Freedom of expression

"His guests were given adequate opportunity to put their points across and counter the presenter's criticisms," a statement said.

"In Ofcom's view, in line with freedom of expression, it is clearly in the public interest that broadcasters are able to hold those making political decisions to account, particularly during a major national crisis, such as the coronavirus pandemic."

Ofcom received 1,981 complaints about Morgan's interview with Ms Whately on 15 April, when he repeatedly pressed her about how many care home residents had died of coronavirus, why politicians had been tested when care workers had not, and how many health workers had died.

She accused him of "shouting at me and not giving me a chance to answer your questions" and "attempting to score points".

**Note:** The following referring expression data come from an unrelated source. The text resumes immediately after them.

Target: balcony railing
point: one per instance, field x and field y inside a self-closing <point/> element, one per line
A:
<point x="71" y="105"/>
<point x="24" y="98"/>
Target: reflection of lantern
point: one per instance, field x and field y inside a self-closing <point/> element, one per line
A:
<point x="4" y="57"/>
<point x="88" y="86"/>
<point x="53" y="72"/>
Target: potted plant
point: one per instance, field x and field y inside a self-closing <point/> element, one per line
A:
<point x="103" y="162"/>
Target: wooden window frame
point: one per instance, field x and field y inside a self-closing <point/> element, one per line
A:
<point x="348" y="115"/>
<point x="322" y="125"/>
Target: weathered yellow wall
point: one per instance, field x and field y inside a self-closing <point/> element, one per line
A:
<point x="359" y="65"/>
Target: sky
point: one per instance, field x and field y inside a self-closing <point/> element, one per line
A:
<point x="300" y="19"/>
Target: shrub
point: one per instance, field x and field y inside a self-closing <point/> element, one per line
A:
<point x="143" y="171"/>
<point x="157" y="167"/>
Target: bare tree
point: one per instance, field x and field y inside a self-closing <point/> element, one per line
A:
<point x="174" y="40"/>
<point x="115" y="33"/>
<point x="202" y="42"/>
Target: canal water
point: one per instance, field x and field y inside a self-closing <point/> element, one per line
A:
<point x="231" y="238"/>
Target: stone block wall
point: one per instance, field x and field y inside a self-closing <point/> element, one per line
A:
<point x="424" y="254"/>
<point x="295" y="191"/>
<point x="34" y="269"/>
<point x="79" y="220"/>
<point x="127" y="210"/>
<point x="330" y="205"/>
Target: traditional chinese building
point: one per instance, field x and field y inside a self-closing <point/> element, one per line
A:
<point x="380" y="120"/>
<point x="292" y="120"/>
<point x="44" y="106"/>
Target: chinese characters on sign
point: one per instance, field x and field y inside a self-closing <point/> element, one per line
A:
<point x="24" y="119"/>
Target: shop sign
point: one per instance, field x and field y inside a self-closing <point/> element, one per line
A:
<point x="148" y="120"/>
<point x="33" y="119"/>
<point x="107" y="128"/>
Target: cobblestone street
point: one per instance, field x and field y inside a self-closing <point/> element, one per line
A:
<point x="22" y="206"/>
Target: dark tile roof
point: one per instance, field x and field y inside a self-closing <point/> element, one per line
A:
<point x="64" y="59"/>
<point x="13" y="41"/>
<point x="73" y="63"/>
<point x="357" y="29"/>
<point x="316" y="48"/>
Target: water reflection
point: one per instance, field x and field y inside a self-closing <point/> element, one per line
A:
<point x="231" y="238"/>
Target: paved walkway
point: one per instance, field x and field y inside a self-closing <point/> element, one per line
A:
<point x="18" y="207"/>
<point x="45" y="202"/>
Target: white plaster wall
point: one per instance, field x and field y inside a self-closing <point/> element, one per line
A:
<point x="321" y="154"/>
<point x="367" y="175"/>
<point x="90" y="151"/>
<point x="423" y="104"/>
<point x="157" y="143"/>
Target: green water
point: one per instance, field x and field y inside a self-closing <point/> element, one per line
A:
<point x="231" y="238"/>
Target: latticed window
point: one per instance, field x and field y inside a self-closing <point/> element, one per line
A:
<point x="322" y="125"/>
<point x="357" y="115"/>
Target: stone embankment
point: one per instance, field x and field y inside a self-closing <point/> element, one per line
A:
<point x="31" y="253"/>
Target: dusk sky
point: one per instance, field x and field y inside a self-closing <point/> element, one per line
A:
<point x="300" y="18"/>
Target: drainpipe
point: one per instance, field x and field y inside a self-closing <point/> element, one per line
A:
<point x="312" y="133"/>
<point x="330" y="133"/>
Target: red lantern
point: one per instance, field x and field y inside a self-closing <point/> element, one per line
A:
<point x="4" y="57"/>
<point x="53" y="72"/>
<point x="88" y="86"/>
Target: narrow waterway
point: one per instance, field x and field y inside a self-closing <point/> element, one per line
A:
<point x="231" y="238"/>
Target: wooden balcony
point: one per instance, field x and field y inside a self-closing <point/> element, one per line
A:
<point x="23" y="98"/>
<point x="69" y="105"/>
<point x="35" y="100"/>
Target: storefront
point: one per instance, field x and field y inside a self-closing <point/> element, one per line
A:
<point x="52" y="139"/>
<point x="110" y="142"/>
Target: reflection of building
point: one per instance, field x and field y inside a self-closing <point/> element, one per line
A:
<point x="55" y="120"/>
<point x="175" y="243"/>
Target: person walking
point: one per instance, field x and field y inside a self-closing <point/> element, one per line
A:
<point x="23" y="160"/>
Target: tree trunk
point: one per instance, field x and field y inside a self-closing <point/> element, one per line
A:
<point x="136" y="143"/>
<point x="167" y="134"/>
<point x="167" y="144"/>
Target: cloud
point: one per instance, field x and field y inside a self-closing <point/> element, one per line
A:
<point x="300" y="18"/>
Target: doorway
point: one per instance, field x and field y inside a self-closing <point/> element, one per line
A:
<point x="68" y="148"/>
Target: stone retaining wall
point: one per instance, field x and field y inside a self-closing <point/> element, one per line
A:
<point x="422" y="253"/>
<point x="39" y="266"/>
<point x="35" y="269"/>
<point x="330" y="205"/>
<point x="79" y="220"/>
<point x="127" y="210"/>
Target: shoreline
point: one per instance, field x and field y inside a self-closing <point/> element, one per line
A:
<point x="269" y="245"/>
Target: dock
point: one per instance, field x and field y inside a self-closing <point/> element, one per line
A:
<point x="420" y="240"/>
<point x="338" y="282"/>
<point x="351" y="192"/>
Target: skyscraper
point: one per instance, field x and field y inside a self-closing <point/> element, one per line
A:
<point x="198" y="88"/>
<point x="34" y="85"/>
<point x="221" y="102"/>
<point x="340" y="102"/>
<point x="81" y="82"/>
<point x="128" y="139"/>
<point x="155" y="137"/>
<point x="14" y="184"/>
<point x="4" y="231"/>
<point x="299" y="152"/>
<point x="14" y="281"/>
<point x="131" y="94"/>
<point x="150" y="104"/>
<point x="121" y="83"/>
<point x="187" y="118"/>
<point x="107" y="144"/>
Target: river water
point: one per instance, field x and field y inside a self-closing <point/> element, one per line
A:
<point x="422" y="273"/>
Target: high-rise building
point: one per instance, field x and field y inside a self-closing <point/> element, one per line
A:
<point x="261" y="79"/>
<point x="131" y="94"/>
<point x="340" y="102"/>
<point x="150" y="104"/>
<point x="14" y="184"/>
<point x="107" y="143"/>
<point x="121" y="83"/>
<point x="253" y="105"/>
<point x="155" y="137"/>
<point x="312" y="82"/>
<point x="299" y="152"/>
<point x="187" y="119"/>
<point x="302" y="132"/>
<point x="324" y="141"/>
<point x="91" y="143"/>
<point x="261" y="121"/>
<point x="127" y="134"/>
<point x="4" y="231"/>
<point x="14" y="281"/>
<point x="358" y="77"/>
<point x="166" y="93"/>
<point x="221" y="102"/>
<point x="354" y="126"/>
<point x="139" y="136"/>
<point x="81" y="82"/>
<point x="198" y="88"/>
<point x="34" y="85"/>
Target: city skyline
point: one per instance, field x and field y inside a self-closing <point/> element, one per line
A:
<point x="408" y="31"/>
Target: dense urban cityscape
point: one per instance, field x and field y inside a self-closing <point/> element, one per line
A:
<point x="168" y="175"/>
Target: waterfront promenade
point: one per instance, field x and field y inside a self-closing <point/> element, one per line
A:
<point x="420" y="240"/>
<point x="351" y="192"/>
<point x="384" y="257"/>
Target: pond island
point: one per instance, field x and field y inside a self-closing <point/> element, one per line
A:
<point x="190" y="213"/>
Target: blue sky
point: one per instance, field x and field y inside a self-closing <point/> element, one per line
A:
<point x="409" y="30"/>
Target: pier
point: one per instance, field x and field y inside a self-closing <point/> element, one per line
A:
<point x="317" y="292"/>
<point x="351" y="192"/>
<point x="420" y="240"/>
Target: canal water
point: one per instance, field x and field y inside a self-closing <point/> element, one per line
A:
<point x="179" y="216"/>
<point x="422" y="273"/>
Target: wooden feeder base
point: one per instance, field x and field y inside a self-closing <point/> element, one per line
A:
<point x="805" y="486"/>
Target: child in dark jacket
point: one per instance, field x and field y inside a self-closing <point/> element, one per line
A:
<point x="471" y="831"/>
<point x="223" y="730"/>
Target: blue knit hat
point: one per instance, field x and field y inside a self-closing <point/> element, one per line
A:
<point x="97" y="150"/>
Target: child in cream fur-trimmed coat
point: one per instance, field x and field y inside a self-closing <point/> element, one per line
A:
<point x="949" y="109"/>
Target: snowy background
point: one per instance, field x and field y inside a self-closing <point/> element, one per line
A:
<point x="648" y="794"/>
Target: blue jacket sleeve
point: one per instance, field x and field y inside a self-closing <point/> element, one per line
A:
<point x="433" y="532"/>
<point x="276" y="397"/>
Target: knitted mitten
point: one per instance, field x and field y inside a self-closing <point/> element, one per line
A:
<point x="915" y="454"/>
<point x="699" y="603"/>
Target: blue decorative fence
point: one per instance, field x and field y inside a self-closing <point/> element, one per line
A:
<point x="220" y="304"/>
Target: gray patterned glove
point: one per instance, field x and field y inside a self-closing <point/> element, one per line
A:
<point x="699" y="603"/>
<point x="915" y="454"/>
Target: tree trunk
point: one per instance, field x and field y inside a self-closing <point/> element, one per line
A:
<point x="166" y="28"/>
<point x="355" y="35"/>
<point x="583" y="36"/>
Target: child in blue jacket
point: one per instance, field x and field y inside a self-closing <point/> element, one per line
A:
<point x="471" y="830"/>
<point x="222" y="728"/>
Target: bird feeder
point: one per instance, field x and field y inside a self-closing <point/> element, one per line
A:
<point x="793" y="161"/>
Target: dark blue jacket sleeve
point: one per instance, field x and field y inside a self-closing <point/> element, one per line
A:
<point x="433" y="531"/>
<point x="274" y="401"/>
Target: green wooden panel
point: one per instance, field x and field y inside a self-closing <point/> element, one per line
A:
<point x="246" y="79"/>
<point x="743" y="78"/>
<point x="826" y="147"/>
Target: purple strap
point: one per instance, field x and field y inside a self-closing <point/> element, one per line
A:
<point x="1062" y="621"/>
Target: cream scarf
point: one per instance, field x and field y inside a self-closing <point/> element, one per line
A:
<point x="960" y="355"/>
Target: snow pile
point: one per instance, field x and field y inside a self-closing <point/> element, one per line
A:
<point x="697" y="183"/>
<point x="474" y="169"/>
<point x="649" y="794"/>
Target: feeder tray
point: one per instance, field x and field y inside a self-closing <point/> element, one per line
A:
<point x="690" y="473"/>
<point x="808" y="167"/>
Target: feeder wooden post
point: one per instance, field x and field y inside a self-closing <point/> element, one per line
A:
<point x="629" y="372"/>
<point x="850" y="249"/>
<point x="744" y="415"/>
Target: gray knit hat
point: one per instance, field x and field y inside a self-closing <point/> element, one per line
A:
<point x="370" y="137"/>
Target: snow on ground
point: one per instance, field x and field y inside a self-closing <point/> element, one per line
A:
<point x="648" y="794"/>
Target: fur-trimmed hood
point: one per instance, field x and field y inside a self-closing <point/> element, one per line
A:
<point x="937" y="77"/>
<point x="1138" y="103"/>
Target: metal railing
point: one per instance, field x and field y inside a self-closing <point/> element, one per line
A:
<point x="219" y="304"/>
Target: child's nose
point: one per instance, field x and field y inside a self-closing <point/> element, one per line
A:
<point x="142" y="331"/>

There were 1,246 more complaints after she returned to the programme a week later, when he accused her of misleading people and questioned her about the government's testing and the number of care home deaths.

"You've come back on this programme after what many thought was a trainwreck interview last week because you didn't know these numbers, and you still don't know," he told her.

She claimed he was being "unreasonable" and that "the problem is you keep on interrupting".

Afterwards, Morgan asked Twitter users who liked his interview style to also contact Ofcom.

The BBC is not responsible for the content of external sites.View original tweet on Twitter

That led the regulator to say it was "struggling to keep up" with the responses and asked him to "go easy on the mentions".

The BBC is not responsible for the content of external sites.View original tweet on Twitter

Ofcom could not confirm how many people had got in touch in support of Morgan.

When Mr Hancock appeared on 16 April, Morgan said the health secretary's "resolute refusal to concede that you've made any mistakes grates with me".

Mr Hancock accused the host of repeatedly interrupting him. "I will answer these questions and if you interrupt me again I will just keep talking, so don't, thank you," the health secretary told him.

The regulator received a further 266 complaints about seven other interviews Morgan conducted with political figures in April.

ITV and the Department of Health and Social Care declined to comment on Ofcom's decision.